If you get a new job, you have a waiting period, usually about 90 days, before you'll be eligible for coverage with the new employer, assuming they offer it.  So, during that time, you darn well better not get sick or injured.  You're on your own.  And when that waiting period is over, the new coverage might not cover what you have, since insurance companies love to cite "pre-existing conditions."  Whatever you do, don't change jobs or coverage while you or your spouse is pregnant!

Oh, you have high blood pressure and have been taking drugs.  Well, we won't pay for those drugs.  It's a pre-existing condition.

You can have a heart attack, go to the emergency room, then be admitted to the hospital, spend some time in ICU, and then finally make it back home.  Then, a month later, you get the bill.  After the insurance company pays their part, you're left with the rest.  Maybe it's...oh...just $30,0000.  They want it in 30 days.  So, while you're trying to get well and the company is trying to decide if you'll be able to resume your old position, you're also trying to figure out where that money is coming from.  In the end, you lose your house and your job.  Dying starts to look a bit too attractive as an option, and you find yourself asking if it was all worth it.

Your child is sick, running a significant fever, complaining of an upset stomach and other things, and the solution is obvious.  However, before you even consider hopping in the car to head to the doctor, you have a discussion about whether you can afford to go and what bills won't be paid so you can pay the doctor.  You pray he/she doesn't prescribe some costly medicine.  Maybe you decide to wait until tomorrow and hope.

You receive a call that your child has fallen, and before you think of anything else, you consider the cost of whatever treatment is going to be required.

In short, the system is broken.  It's causing tremendous stresses within our society that need not exist.  On top of that, if you follow the news, you've probably heard that health care costs just keep going up...way faster than the overall rate of inflation.  In Oregon, one of the major insurance companies just applied for a 20+% rate increase...and they had a significant increase just a year ago!

You may like or dislike the health care bill passed by Congress, although I'm betting that very few people actually know what's in it.  We heard little bits and pieces, but only those that served a specific political point of view, and some of those were outright lies!  There are, and never were, Death Panels.  And, as for the statements that "someone would be deciding if you get coverage?"  Guess what.  In that contract you might have with your insurance carrier, there's always a clause that says the "System Administrator" decides such things.  That's somebody you will never, ever meet, but he/she makes those decisions for you already. most cases, they do it with an eye towards the profits for the company.

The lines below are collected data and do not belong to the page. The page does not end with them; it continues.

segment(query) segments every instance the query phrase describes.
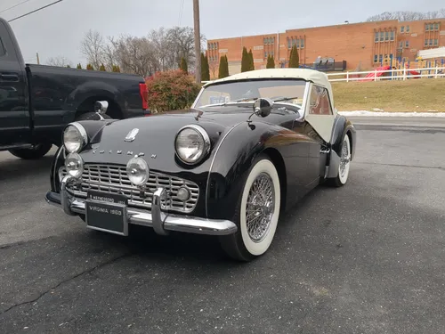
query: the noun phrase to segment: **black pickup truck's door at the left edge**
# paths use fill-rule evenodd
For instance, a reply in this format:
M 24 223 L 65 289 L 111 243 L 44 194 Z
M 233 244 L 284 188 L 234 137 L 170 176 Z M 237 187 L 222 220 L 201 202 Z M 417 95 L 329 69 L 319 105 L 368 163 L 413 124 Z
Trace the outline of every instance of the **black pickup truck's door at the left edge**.
M 0 144 L 22 143 L 28 134 L 28 94 L 22 64 L 0 21 Z

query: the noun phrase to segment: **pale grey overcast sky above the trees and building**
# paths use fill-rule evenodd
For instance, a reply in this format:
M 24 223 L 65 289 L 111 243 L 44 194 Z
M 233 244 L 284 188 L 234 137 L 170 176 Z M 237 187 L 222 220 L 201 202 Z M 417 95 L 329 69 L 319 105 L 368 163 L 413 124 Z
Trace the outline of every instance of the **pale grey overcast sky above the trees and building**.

In Part 2, I'll explain the way to fix this, and why it's better.


leah said...

Don't be surprised if this ...somehow... gets emailed to the White House...after part 2, of course.

Anonymous said...

I definitely agree with everything you have said here! I am so disgusted with our country on this front, and I feel like your last entry about the Haves and the Have Nots certainly ties into this. So many of these big-whigs have no freakin' clue what it's like to not have health insurance and be forced to make these decisions every day. I am definitely looking forward to Part 2!

Craig Allen said...

Thanks to both of you. My hope is that people can read part two completely before jumping to conclusions.

Yes, alacrity, this is yet another example of Haves and Have Nots. However, it is one part we could change if we chose to do so.